New words and phrases spread like viruses, says Dr Andreea Calude, linguistics senior lecturer at Waikato University.
Like the word "like", which is now sprinkled liberally through the conversation of millennials and Generation Z, like redundant commas.
Calude says we are from a "copying culture" and imitating words is no different. We adopt new words because we want to identify with the group using them.
Victoria University Professor of Linguistics Paul Warren agrees, saying adopting new words and phrases is the linguistic equivalent of copying fashions or haircuts of people we admire or want to be identified with.
Language experts also say if the brain hears a word repeated often enough we start to unconsciously include it in our own language.
We do this at different rates, depending on whether we're early adopters, the early majority, the late majority or the laggards - hopelessly late in adopting anything new.
Meyerhoff admits she has even caught herself using reach out this year.

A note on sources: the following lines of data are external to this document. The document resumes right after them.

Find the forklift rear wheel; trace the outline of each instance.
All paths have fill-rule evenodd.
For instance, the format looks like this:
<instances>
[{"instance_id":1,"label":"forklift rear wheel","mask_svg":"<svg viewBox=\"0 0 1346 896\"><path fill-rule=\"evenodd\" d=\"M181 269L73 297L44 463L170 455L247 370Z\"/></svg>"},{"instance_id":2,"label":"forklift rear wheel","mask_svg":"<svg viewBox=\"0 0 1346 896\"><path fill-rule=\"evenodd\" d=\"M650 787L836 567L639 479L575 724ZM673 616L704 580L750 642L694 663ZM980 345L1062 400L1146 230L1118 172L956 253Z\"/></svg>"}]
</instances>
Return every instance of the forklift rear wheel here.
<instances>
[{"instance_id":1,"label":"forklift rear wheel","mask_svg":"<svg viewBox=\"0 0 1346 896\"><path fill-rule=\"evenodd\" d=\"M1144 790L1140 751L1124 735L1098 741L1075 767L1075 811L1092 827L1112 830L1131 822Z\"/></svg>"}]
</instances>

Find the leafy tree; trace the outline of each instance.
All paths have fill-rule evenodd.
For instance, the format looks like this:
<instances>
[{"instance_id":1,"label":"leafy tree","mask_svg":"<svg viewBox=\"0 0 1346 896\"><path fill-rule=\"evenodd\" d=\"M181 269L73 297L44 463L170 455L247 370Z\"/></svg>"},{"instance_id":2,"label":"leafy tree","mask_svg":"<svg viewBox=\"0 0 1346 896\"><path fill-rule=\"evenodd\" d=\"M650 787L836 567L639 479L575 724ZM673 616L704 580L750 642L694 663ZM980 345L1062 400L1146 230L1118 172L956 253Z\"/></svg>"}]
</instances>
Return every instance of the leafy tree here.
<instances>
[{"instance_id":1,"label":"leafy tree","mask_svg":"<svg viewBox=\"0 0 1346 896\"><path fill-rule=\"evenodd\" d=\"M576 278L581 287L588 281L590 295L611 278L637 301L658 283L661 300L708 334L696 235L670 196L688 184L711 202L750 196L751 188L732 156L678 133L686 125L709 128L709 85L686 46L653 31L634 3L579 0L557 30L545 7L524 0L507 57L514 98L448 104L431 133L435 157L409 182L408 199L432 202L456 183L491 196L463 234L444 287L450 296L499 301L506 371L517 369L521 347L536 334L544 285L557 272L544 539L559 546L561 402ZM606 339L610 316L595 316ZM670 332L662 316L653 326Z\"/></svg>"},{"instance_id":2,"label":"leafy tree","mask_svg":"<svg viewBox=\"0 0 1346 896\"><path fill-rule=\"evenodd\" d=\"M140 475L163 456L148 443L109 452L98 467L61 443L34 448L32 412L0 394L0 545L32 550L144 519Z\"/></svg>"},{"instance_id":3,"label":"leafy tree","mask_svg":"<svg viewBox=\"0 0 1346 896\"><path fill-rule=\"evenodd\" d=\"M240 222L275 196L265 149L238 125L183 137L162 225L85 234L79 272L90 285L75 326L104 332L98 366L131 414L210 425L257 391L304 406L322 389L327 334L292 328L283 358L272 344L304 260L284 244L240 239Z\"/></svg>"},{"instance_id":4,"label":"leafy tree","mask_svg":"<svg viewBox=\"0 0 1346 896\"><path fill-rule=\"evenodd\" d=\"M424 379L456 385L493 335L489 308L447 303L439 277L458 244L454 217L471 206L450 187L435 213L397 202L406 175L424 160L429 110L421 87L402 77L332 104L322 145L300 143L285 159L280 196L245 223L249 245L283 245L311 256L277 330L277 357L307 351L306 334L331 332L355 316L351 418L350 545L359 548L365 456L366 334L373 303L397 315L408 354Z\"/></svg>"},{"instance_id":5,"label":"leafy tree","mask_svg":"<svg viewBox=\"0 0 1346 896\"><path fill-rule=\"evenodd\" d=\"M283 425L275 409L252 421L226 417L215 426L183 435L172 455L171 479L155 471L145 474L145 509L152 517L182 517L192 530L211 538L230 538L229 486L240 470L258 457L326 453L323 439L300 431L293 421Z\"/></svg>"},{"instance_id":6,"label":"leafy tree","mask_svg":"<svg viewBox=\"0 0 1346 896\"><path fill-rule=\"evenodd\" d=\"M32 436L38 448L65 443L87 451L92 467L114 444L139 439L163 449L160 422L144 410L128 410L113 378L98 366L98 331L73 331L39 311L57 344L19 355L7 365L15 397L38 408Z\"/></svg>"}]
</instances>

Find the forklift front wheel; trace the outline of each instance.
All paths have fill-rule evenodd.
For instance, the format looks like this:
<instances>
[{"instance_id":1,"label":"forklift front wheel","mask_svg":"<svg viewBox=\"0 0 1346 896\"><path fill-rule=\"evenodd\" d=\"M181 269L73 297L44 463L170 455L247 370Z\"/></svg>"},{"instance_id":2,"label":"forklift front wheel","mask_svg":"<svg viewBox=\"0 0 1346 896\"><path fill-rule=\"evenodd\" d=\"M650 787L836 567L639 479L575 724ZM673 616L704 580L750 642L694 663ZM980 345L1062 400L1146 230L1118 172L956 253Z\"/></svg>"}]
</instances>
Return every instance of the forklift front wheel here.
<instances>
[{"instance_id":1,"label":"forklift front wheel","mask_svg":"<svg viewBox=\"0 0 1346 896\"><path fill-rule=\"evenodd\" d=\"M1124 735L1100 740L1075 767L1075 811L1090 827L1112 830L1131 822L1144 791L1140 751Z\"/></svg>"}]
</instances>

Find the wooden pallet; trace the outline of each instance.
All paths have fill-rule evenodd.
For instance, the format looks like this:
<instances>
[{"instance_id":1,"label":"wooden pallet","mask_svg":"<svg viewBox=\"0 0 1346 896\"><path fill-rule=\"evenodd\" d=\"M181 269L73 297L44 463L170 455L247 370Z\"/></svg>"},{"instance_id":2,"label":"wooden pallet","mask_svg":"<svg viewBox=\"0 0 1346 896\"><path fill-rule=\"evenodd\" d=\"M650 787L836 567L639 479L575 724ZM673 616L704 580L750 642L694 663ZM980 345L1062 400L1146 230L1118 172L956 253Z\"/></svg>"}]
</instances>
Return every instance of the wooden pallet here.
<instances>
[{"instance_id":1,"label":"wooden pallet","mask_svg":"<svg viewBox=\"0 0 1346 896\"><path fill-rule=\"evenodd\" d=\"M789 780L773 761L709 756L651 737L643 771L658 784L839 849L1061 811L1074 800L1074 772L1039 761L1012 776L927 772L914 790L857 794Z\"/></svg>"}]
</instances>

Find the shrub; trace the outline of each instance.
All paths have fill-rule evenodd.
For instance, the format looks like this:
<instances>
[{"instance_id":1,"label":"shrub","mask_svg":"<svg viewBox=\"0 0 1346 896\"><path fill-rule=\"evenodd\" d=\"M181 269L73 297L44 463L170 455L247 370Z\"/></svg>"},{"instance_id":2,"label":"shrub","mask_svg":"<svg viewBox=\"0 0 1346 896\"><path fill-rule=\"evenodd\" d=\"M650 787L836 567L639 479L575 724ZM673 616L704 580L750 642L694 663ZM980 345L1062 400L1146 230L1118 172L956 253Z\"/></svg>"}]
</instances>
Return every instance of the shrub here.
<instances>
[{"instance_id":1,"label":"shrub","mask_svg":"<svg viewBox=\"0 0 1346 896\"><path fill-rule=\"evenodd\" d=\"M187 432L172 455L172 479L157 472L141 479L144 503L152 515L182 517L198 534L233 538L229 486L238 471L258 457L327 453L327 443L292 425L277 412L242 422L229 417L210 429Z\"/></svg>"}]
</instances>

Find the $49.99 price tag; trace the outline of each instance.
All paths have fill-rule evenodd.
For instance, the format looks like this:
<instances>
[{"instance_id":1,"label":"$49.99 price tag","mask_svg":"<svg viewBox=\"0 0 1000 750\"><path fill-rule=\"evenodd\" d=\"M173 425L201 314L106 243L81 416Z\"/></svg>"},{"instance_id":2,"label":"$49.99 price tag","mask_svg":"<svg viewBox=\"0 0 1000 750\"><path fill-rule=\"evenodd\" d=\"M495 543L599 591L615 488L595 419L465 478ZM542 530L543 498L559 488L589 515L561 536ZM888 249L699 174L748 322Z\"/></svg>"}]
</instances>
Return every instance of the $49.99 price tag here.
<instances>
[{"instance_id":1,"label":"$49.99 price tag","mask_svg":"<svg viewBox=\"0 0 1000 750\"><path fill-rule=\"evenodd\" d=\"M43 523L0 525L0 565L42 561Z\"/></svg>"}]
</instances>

"That's the problem. It's insidious. No matter how horrible you think they are, they are like a virus and once you get to a certain level, you're lost."
•"The optics of the situation."
Translation: "The public perception."
•"Can you make a 10am WIP (work in progress)?"
Translation: "Are you okay for a 10am meeting?"
•"I don't have the bandwidth."
Translation: "I don't have the time", and possibly "do it yourself".
•"Thank you for reaching out."
Translation: "Thank you for contacting me/getting in touch."
•"I don't have the headspace."
Translation: "I don't have the time or mental capacity to deal with this right now". Possibly: "buzz off".
•"We're on the same page."
Translation: "We all understand what we're talking about."
Translation: "Getting everyone to 'buy in' to an idea."